It may have been 28 years since E. Gordon Gee served in any official capacity at West Virginia University, but you couldn’t tell that Tuesday (Dec. 10) when Gee decked in his trademark bow tie and horn-rimmed glasses laughed and mingled with dozens within the Mountaineer community at a welcome reception at Erickson Alumni Center.
Gee was named president of WVU Friday, effective Jan. 6, his seventh stint leading a major university in a storied career highlighted by vigorous fundraising and an amicable relationship with students.
He was first named president at WVU, where he was then dean of the law school, in 1981 at age 36. He would go on to serve as president of the University of Colorado (1985-1990), Brown University (1998-2000), Vanderbilt University (2000-2007) and The Ohio State University (1990-1997 and 2007-2013).
And although it’s been a while since Gee was president the first time, the crowd of faculty, staff, students and community leaders at Erickson treated him as if he’d never left. Many lined up to meet him or reintroduce themselves.
“I thanked the Board (of Governors), personally, for this opportunity to return to the place I love and appreciate,” Gee said at a news conference preceding the reception. “I want to thank the people of West Virginia. At the age of 36, they gave me opportunity to have an extraordinary life.”
Gee pointed to the importance WVU plays in the life of West Virginians.
“There’s nothing more important than having a great university in a state that’s fully committed to the social and cultural intellectual welfare of that state,” he said.

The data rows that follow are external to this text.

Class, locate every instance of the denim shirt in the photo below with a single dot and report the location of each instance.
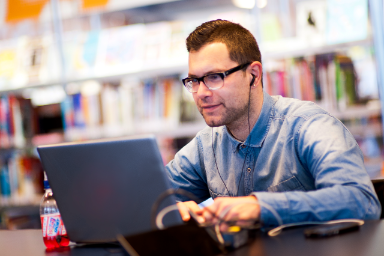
(298, 159)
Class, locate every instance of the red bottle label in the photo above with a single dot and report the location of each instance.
(53, 228)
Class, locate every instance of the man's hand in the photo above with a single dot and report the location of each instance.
(243, 211)
(186, 207)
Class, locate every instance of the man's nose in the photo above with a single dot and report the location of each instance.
(203, 90)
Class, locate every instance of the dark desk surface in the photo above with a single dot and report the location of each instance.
(368, 241)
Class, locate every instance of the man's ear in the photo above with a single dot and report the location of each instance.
(257, 72)
(253, 80)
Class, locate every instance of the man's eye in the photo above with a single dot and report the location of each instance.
(214, 77)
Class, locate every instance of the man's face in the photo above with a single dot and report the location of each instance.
(229, 104)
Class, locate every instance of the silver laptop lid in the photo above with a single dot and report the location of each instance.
(107, 187)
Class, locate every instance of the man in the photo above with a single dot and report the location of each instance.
(262, 158)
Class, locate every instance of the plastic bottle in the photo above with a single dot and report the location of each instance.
(54, 232)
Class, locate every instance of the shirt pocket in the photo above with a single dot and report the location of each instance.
(291, 184)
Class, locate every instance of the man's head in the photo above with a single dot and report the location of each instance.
(241, 44)
(216, 47)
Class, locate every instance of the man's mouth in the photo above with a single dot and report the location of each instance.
(209, 108)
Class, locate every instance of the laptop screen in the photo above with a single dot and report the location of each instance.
(107, 187)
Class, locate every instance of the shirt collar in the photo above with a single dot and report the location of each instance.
(260, 130)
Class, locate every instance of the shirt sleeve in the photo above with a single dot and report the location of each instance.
(343, 188)
(186, 171)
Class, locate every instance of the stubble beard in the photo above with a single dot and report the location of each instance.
(229, 117)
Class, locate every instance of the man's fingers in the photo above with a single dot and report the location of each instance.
(189, 208)
(183, 210)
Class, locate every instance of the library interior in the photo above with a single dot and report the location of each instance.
(83, 70)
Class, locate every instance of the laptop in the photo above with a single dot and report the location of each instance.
(106, 188)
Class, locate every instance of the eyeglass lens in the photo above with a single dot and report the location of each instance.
(213, 81)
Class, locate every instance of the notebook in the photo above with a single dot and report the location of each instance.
(106, 188)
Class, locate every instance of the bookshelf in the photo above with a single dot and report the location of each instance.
(112, 90)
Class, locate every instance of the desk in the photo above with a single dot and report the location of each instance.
(368, 241)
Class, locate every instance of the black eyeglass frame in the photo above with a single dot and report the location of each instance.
(221, 74)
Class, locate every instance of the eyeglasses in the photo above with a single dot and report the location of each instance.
(213, 81)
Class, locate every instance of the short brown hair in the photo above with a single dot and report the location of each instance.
(241, 44)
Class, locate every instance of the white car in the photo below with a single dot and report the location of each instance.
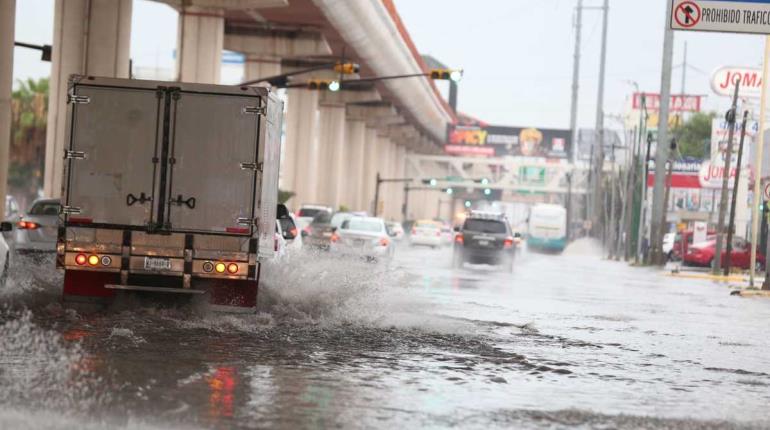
(668, 243)
(426, 233)
(5, 253)
(365, 237)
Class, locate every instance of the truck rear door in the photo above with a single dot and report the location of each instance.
(114, 135)
(213, 163)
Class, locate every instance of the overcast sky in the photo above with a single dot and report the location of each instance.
(517, 54)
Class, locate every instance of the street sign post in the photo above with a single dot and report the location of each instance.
(725, 16)
(734, 16)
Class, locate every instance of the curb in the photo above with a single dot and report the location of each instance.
(751, 293)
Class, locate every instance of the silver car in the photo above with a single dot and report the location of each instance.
(35, 233)
(365, 237)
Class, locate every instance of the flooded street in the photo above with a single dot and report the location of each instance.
(564, 341)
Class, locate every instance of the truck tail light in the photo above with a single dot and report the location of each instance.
(81, 259)
(27, 225)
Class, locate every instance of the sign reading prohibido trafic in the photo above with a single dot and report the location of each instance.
(725, 16)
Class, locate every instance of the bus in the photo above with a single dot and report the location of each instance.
(547, 228)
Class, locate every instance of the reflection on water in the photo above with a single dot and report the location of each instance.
(347, 344)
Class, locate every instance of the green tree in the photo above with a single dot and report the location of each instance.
(694, 136)
(29, 115)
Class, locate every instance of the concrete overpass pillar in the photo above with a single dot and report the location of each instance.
(371, 169)
(298, 173)
(200, 41)
(91, 37)
(330, 162)
(7, 27)
(383, 166)
(354, 174)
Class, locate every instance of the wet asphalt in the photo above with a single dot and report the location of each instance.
(565, 341)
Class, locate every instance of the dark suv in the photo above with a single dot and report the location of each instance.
(485, 238)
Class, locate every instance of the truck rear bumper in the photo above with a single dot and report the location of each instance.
(97, 286)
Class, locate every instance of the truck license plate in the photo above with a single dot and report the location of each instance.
(156, 263)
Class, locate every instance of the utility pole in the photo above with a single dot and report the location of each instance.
(730, 118)
(684, 68)
(669, 174)
(575, 81)
(643, 206)
(599, 153)
(661, 153)
(731, 224)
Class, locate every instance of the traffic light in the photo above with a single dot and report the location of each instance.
(323, 85)
(446, 75)
(347, 68)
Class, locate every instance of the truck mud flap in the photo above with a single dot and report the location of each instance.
(81, 284)
(230, 295)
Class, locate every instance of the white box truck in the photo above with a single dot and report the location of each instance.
(169, 188)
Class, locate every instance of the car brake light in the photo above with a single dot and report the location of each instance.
(81, 259)
(27, 225)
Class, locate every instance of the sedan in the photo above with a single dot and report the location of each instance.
(702, 254)
(365, 237)
(36, 231)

The creation of the land-grant system of higher education “opened the doors of opportunity to Americans and that is West Virginia University today and that is West Virginia University’s calling now.”
At the reception, Gee reiterated his appreciation for the people of West Virginia all 1.8 million residents and 55 counties: “They are the heart and nobility of this place,” he said.
And he pointed to the future he sees for WVU: “I’m not coming to an institution that’s broken, but an institution that has momentum,” he said.
“This is not a job for me; it’s a calling,” Gee added. “It’s a responsibility and an opportunity to thank the people and pay it forward.”
He also applauded the faculty for its dedication to students, the staff for its support of both.
Gee, who turns 70 in February, said he will serve as president until a permanent replacement is named. He will take an unpaid leave of absence from Ohio State, where he continues work for Ohio Gov. John Kasich’s Quality and Value Initiative.
Gee said he was “blown away” by how much Morgantown has changed since the early 1980s.
WVU BOG Chair James W. Dailey II presented Gee with a gold-and-blue Flying WV hat and tartan scarf on Tuesday signifying a complete Mountaineer transformation.
“Don’t I look good?” Gee joked as he put on his hat.
Last week, the BOG and West Virginia Higher Education Policy Commission approved Gee to replace Jim Clements, who is leaving the presidency at the end of the year.
Clements and former interim president Peter Magrath a long-time friend of Gee were also on-hand, as was Susan Hardesty, representing President Emeritus David Hardesty.
Gee “came here when he was 36-years-old, and what a career he has had in higher education,” Dailey said. “We are blessed to bring him back.”
In conversations with Gee, Dailey said, board members “were really taken with the sincerity, enthusiasm and love you (Gee) have for this University and this state.
“I think we can all agree that we have one heck of a superstar.”
Gee told reporters he looked forward to working with students in the coming year.
“They keep me young,” he said. “Sometimes I keep them young. I find it a privilege to work with young people and believe strongly that this generation has the opportunity to change the world.”